13 janvier 2021.
Présentation:
« Franck, je l’avais rencontré pour la première fois à Paris au début de l’été 72. La vie de Franck était remplie de souvenirs parfois enfouis à jamais dans les méandres de sa mémoire alors que d’autres étaient présents en permanence, presqu’obsessionnels. Il m’en parlait pour reconstruire un passé qui tentait de lui échapper. Du moins c’est ce que je croyais.«
Le narrateur vous entraîne « Dans le désordre » de ces souvenirs tels qu’il les a recueillis.
Dans le désordre / 2-Le bouton de porcelaine.
Un souvenir particulier traverse son esprit. Franck se trouve au pied d’un petit immeuble ancien en piteux état en retrait de la rue des Envierges dans le quartier de Belleville. Un escalier sombre en chêne donne accès aux 3 étages. Pas de lumière, l’interrupteur ne fonctionne pas, les marches grincent à chaque pas et la poussière est bien visible sur la rampe qui longe tant bien que mal le mur abimé. Le silence règne, total, oppressant. Il n’entend que sa respiration, de plus en plus présente en gravissant l’escalier, et la plainte des marches sous ses pas. Un numéro 9, gravé sur une plaque de cuivre patiné, est fixé sur la porte. Délabrée. La porte est délabrée. Une porte ancienne en bois mouluré avec un bouton en porcelaine blanche. Le vernis noirci part en lambeau et laisse apparaître, ici ou là, le veinage du bois.

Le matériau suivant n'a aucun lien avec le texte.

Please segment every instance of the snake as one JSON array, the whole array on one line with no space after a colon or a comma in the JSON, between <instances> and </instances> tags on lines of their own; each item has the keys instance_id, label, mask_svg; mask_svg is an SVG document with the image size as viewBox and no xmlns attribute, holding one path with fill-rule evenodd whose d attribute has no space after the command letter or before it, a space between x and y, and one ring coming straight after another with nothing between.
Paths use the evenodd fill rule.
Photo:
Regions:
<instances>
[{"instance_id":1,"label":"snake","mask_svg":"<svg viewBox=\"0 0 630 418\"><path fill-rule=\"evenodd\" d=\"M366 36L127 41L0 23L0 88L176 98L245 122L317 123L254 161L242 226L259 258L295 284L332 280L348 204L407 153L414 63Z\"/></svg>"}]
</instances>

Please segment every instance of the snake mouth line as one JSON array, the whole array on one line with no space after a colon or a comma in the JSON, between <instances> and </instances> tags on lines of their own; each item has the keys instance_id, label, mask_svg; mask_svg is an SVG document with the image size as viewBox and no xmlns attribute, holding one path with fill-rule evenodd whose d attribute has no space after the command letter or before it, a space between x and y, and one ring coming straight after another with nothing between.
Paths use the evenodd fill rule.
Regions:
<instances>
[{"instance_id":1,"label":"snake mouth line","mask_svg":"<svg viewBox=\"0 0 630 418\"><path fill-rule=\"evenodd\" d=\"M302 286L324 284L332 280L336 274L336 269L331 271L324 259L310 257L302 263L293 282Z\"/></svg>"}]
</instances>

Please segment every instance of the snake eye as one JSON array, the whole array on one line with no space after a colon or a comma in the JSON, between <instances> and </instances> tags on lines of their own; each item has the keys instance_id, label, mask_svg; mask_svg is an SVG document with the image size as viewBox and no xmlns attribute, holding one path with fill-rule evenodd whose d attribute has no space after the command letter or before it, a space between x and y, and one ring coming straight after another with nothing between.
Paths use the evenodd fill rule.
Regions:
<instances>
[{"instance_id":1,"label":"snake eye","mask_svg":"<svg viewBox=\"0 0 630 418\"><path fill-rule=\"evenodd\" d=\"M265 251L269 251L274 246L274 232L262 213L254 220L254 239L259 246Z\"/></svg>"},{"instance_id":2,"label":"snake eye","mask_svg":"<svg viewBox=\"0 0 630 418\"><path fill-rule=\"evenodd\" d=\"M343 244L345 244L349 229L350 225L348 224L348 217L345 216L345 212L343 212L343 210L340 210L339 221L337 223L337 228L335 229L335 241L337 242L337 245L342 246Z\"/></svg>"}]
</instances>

Franck est immobile, haletant et fixe la poignée blanche visible grâce à la lumière qui pénètre par la petite lucarne en haut de l’escalier. Il frappe à la porte. Pas de réponse. Il frappe de nouveau. Toujours cette absence de réaction. Il tourne le bouton, ouvre la porte, et perçoit aussitôt une odeur forte et ses yeux n’arrivent pas à percer l’obscurité. Il décide de pénétrer dans le logement malgré l’absence de visibilité et de réponse. Il referme machinalement la porte derrière lui et reste seul dans cette pénombre que ses yeux commencent à maîtriser peu à peu.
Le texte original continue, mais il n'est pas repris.